Hey Rod, when I bought my lathe from China with the DRO I had all sorts of problems, every mm of movement registered 5mm on the DRO took me 4 days to translate the Chinglish in the manual LOL :wall:
 
I had to have a peek at your new machine, it looks pretty awesome.

Hey Rod, when I bought my lathe from China with the DRO I had all sorts of problems, every mm of movement registered 5mm on the DRO took me 4 days to translate the Chinglish in the manual LOL :wall:

The DRO is quite nice I think and the manual was surprisingly well done at 68 pages. My DRO was configured the same way but I knew exactly what the problem was. It has 1 micron scales when most are 5 micron. I went and grabbed the manual and changed the setup in a couple of minutes! The hardware installation manual on the other hand must have been written by the same author who wrote yours...

Anyway, I finished the Y axis tonight (2 down, 1 to go) but I dropped a grub screw that is used to square up the Y scale which I could not find. I was at the bolt shop, I got M4's not M5's so I won't be able to square it up tonight.

The X axis should be easy so hopefully I will have it done by the weekend.
 
don't you hate that, been there many times so I always have a nice strong magnet at hand that I place near working area when working with small screws and things so if it drops, 90% of the time the magnet catches it. A trick I learnt from an old timer when I did my time with Phillips training as an electronics engineer.
 
don't you hate that, been there many times so I always have a nice strong magnet at hand that I place near working area when working with small screws and things so if it drops, 90% of the time the magnet catches it. A trick I learnt from an old timer when I did my time with Phillips training as an electronics engineer.

Sounds line it is worth considering.
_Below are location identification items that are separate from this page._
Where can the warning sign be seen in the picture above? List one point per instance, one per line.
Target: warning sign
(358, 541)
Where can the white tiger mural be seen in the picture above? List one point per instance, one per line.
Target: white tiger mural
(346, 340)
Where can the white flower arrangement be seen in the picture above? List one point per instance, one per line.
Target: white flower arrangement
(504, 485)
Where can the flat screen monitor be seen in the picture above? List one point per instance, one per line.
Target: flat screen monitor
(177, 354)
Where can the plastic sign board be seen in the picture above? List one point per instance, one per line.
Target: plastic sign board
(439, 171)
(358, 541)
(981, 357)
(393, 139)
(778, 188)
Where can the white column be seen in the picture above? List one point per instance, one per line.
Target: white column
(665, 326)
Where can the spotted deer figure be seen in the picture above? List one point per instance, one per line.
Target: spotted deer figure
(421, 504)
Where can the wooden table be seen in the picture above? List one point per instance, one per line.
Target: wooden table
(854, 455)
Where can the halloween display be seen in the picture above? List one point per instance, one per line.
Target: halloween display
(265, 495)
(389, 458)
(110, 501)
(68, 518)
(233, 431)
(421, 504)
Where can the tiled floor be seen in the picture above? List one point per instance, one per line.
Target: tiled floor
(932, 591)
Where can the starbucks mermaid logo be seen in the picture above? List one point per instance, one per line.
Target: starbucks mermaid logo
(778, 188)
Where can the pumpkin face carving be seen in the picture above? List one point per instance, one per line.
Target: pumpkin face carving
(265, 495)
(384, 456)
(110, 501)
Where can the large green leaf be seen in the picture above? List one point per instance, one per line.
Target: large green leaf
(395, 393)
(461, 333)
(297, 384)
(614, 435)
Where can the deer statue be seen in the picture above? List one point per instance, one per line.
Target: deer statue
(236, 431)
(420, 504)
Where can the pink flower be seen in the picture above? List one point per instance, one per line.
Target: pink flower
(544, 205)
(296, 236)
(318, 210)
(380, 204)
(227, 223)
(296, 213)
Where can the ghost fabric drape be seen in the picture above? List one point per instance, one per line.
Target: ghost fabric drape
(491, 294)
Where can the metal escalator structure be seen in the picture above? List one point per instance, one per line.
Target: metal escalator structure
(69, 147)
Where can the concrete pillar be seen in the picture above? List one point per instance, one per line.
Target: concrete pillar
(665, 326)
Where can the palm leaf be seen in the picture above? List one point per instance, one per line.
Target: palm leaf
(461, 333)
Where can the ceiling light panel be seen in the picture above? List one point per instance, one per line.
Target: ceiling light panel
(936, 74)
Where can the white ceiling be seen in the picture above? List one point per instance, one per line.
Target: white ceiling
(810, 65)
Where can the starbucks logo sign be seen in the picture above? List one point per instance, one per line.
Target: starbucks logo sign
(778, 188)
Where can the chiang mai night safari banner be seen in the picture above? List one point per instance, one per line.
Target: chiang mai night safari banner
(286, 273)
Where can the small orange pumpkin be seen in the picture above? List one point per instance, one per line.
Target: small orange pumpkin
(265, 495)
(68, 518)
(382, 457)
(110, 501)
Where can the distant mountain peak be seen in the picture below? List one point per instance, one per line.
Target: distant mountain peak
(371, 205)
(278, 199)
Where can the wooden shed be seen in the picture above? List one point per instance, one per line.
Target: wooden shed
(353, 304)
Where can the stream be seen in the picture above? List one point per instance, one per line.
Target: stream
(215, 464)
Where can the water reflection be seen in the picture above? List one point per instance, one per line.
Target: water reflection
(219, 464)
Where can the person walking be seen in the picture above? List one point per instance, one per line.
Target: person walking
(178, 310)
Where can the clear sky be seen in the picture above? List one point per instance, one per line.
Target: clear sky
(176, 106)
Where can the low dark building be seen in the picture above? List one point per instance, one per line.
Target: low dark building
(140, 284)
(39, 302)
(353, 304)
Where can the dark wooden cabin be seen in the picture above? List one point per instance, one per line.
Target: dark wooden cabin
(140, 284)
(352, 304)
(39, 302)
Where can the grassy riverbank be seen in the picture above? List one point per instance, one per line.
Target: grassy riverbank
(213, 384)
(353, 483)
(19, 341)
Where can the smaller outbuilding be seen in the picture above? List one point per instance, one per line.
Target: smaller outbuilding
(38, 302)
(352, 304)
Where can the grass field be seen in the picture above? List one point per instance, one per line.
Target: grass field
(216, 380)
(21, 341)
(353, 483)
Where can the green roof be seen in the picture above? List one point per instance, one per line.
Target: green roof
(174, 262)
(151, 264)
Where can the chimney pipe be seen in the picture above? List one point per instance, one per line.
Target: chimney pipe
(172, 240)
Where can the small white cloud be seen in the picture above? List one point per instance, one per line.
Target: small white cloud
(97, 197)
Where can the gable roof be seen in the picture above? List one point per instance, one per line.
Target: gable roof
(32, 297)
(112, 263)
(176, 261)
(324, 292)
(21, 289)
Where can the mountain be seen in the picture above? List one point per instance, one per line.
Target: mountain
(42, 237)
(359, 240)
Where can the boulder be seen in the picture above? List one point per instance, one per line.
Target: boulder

I picked up another few grubscrews the right size and finally got the X sensor mounted on the saddle at 9:30 last night. At the moment I have too many other things competing for time and some of them have not been fun things!
 
don't you hate that, been there many times so I always have a nice strong magnet at hand that I place near working area when working with small screws and things so if it drops, 90% of the time the magnet catches it. A trick I learnt from an old timer when I did my time with Phillips training as an electronics engineer.

That's funny, me too. I actually have a variety of magnets stuck to all of my machines. On my mills I have a deadblow hammer, drawbar wrench, small and large brushes for sweeping chips away from vise, shaviv deburr tool, 1/2in carbide countersink in a tap handle, can of tap magic and a bottle of lay out dye. And a shop vac close by.

The magnets probably see more use than anything else. I also use them to grab chips out of pockets so I don't blow it all over with my air gun.